Сотники отступили шаг назад.
— Как это? — спросили снова в один голос. — Так ведь никакого неприятеля ещё не видно? Да, может быть, куда в иное место понесёт его нечистая сила? Бают, что разругался он с ляхами.
— Так надо! — не слушал нареканий воевода. — Пора. Кто что успеет унести — пусть уносит. И чтобы — дотла, говорю. Чтобы, как заявятся супостаты, и зола уже остыла. Чтобы на снегу сидели, пока к нам подоспеет подмога.
— А куда... посадским? — опомнился один сотник.
Наверняка он предвидел, он понимал, чем это всё обернётся.
— Известно куда, — сказал воевода, отворачиваясь. — Сюда. За крепостные стены. Как обычно... Не то окажутся у злодея.
Сотникам оставалось поспешить к своим стрельцам.

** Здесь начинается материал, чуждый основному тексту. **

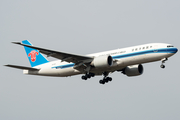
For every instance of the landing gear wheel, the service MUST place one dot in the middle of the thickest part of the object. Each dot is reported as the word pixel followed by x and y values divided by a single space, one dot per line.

Что говорить, воевода Басманов как-то сразу полюбил этот город. Ему нравилось глядеть с высокого берега, с крепостных валов и стен, на широкую Десну и на задеснянские дали. Это напоминало картины, которые открываются с высоты московских холмов. Видно было далеко. Особенно красивым казался противоположный берег. Деревья стояли ещё в россыпях ярких красок, а краски эти менялись ежедневно. Утром их покрывало сплошными седыми туманами, к обеду они сияли, как начищенное золото, как багрец на церковных стенах, чтобы к вечеру снова окутаться лёгкой синеватой дымкой.
Конечно, не будь воевода занят военными приготовлениями, не дожидайся он всё-таки подхода сюда противника — он мог бы часами, пожалуй, глядеть на волны красавицы Десны. Мог бы до одури рассматривать белые стены предместий, которые лепились по берегам, а берега спускались к воде уступами. Хороши были новгород-северские хаты и днём, и вечером, и утром, когда из каждого дымохода поднимались розовые дымки, так что враз и многократно увеличивалось вроде количество тополей, которые стоят в городе на всех улицах.